Para as pessoas muito carinhosas é mais fácil demonstrar afeto – mas isso também provoca confusões. O cara transa carinhosamente com a menina e ela deduz que ele está apaixonado por ela, quando, na verdade, aquele é apenas o jeito dele de transar com todo mundo. Quando, apesar de transar afetuosamente, o cara diz que não está apaixonado, é percebido como um cara “esquisito”. As pessoas têm a cabeça cheia de regras que não batem com a realidade.
Quando se trata de sentimentos, os jovens (e os adultos) precisam aprender que nem tudo é como eles desejam. Às vezes a gente quer uma pessoa e ela não nos quer. Outras vezes, a pessoa fica com a gente, mas descobre que não curte o nosso jeito e nunca mais volta. Não dá para agradar a todo mundo. Não adianta ser linda ou ser o cara mais sedutor da balada. Tem gente que vai dizer não, ou que não vai se apaixonar por nós mesmo depois de transar. Diante disso, é preciso respeitar a escolha dos outros, erguer a cabeça e seguir adiante – aos 15 anos, aos 25 ou aos 55 anos.
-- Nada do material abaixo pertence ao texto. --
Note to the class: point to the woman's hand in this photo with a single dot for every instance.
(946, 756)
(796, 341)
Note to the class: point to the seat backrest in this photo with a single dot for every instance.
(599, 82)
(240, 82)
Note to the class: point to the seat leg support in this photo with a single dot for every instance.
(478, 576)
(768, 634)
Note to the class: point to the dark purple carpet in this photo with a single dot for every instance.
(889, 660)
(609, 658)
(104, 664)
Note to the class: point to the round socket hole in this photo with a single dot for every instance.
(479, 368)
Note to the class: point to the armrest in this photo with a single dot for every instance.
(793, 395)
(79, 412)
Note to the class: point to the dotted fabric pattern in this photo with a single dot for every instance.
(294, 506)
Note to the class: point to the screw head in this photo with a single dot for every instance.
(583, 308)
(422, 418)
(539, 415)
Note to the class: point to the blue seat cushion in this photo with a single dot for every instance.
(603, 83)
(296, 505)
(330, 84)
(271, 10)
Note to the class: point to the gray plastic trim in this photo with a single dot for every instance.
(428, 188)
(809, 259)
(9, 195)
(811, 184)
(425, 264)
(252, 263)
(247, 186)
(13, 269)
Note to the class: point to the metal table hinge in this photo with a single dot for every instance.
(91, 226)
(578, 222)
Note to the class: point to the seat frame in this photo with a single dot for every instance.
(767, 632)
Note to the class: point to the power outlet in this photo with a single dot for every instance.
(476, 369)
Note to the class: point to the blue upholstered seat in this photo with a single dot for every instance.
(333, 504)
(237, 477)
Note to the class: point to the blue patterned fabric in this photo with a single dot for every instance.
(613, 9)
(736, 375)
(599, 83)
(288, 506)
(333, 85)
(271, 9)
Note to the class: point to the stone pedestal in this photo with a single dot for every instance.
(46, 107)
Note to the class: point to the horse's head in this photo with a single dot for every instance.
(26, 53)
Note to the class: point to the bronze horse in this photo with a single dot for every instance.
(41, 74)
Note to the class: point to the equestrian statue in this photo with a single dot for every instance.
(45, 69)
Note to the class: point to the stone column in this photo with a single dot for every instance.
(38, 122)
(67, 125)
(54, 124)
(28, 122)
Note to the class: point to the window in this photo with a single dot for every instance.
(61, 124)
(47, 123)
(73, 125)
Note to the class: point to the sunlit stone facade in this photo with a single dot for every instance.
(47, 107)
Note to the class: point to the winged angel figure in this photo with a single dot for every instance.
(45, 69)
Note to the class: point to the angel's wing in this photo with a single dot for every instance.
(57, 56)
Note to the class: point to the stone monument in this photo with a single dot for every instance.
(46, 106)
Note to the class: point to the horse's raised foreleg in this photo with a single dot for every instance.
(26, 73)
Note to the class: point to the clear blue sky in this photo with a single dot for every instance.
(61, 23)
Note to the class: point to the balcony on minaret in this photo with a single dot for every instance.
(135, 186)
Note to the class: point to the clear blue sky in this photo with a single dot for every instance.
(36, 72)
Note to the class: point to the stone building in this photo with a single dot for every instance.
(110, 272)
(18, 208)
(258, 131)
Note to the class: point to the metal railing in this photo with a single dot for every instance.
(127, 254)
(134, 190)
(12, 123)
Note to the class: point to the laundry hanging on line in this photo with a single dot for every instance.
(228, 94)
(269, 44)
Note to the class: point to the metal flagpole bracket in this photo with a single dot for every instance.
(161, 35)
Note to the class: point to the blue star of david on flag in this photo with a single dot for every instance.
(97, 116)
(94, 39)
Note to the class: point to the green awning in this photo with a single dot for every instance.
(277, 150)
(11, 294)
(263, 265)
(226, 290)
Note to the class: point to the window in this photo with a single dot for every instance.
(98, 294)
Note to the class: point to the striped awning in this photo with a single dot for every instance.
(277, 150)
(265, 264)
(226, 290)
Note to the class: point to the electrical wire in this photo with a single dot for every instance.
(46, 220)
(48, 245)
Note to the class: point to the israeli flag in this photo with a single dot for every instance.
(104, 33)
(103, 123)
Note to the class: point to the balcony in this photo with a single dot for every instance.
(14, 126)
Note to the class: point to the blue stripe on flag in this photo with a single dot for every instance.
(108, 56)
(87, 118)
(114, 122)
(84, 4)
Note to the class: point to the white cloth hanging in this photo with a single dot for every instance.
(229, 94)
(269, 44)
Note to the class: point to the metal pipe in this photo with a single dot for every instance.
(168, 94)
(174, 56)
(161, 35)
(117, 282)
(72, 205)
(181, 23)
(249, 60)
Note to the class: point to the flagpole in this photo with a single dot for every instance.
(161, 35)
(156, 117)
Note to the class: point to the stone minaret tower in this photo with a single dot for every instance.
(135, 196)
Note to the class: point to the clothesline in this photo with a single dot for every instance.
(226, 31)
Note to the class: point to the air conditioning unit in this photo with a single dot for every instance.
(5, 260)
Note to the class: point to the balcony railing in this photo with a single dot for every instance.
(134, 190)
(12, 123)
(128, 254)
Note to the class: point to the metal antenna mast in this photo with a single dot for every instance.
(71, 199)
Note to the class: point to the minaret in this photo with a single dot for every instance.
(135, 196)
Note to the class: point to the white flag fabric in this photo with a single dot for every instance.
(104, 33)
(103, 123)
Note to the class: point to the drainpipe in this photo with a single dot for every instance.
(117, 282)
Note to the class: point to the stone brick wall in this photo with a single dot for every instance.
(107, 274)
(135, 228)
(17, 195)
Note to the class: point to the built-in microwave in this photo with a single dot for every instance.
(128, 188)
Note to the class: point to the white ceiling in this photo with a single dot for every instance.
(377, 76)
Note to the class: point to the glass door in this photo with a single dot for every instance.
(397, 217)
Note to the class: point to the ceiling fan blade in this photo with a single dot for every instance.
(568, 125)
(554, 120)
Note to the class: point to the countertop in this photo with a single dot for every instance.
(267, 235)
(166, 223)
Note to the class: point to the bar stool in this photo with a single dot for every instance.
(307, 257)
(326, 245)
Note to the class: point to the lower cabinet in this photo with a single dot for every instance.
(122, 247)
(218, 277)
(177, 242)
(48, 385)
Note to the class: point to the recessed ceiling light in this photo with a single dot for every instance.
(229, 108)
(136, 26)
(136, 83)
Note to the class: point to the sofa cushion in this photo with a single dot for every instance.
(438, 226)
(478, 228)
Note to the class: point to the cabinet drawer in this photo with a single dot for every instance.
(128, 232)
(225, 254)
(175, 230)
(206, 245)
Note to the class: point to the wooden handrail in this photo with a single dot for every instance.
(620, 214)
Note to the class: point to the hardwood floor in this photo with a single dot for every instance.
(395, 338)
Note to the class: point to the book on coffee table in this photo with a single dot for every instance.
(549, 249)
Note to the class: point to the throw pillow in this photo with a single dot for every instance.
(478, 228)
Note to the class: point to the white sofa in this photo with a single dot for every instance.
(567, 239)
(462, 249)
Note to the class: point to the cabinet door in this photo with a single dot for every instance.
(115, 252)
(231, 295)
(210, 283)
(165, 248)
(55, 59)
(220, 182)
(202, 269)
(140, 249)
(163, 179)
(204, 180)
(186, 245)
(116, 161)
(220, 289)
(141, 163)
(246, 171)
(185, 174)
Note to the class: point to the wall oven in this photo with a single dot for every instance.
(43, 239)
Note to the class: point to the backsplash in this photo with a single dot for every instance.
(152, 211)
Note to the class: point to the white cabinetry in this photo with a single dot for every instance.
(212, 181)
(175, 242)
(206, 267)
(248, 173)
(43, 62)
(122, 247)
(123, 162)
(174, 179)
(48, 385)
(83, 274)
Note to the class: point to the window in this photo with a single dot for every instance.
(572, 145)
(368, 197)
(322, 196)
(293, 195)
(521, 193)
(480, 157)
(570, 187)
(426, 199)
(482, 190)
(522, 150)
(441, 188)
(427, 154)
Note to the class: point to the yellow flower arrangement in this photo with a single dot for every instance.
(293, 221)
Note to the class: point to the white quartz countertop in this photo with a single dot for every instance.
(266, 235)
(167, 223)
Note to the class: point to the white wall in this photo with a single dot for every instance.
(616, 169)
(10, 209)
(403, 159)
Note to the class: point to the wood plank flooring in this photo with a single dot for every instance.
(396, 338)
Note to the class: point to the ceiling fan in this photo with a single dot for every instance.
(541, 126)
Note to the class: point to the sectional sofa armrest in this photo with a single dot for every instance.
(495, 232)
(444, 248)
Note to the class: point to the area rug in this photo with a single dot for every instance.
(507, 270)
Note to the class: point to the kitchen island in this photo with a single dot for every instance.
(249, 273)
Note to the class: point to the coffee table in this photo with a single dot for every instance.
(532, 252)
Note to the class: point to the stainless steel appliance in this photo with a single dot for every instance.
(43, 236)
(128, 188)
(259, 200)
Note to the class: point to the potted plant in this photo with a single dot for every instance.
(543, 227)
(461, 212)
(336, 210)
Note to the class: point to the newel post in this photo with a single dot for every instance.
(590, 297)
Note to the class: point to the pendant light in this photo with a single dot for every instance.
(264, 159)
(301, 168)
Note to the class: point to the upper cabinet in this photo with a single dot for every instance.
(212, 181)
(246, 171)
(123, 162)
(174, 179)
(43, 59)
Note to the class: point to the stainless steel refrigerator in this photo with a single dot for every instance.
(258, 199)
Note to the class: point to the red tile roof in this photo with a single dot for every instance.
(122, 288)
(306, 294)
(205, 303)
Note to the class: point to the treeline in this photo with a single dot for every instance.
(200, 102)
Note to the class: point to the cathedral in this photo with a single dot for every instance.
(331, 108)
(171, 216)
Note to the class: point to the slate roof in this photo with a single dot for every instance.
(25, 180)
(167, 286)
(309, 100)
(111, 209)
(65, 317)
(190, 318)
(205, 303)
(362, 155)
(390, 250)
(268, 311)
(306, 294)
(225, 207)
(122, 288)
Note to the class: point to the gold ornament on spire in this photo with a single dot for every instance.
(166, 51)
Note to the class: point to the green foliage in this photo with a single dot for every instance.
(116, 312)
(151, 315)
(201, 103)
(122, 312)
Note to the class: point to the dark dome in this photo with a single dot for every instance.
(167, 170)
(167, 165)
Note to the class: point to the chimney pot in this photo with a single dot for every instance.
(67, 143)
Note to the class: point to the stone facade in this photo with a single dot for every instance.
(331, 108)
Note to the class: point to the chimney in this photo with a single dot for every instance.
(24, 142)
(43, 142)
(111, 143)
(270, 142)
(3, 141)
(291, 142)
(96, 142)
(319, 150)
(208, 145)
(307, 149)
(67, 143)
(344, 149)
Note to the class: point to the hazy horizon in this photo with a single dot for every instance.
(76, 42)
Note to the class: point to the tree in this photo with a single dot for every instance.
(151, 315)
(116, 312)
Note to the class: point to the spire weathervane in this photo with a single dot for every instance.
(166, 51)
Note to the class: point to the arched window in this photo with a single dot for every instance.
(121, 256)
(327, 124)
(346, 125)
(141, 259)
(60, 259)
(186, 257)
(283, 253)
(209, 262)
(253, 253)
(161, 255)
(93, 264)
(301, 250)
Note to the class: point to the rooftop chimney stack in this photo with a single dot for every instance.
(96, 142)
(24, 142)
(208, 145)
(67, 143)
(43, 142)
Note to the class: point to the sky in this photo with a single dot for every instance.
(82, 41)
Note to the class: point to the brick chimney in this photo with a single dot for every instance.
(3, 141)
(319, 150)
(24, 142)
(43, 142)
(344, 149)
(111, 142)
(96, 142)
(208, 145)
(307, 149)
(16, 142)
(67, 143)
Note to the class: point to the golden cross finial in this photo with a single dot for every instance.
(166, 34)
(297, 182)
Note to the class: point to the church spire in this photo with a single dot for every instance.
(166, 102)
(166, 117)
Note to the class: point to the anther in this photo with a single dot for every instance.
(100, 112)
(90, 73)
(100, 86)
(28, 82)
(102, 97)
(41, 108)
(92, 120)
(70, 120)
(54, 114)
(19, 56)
Em qualquer idade, em todas as idades, a gente precisa ter coragem para ser o que é. Sensível e carinhoso, por exemplo. Ou romântica. Fingir é fácil, ser como os outros é fácil, fazer o que as pessoas ao nosso redor acham bacana é moleza. Difícil é ser feliz agindo assim. E, mais difícil ainda, é encontrar alguém que goste da gente de verdade quando a gente mente. Como podem gostar de nós se fingirmos ser outra pessoa?
Não sei o que a minha amiga psicóloga diz aos jovens pacientes dela. Eu, que não sou psicólogo, diria que eles tivessem paciência e continuassem a ser como são. Uma hora aparece uma garota adorável que gostará do jeito deles. Uma hora os amigos entenderão e passarão a respeitar as escolhas e os sentimentos dele – ou ele trocará de amigos. Se a gente persevera, uma hora as coisas mudam. Num mundo de pessoas perdidas, em que a maioria está preocupada em estar na moda e ser igual aos outros, ter personalidade própria tem um custo inicial alto, mas, no longo prazo, é a única coisa que faz sentido e dá resultado, sobretudo no amor e no sexo.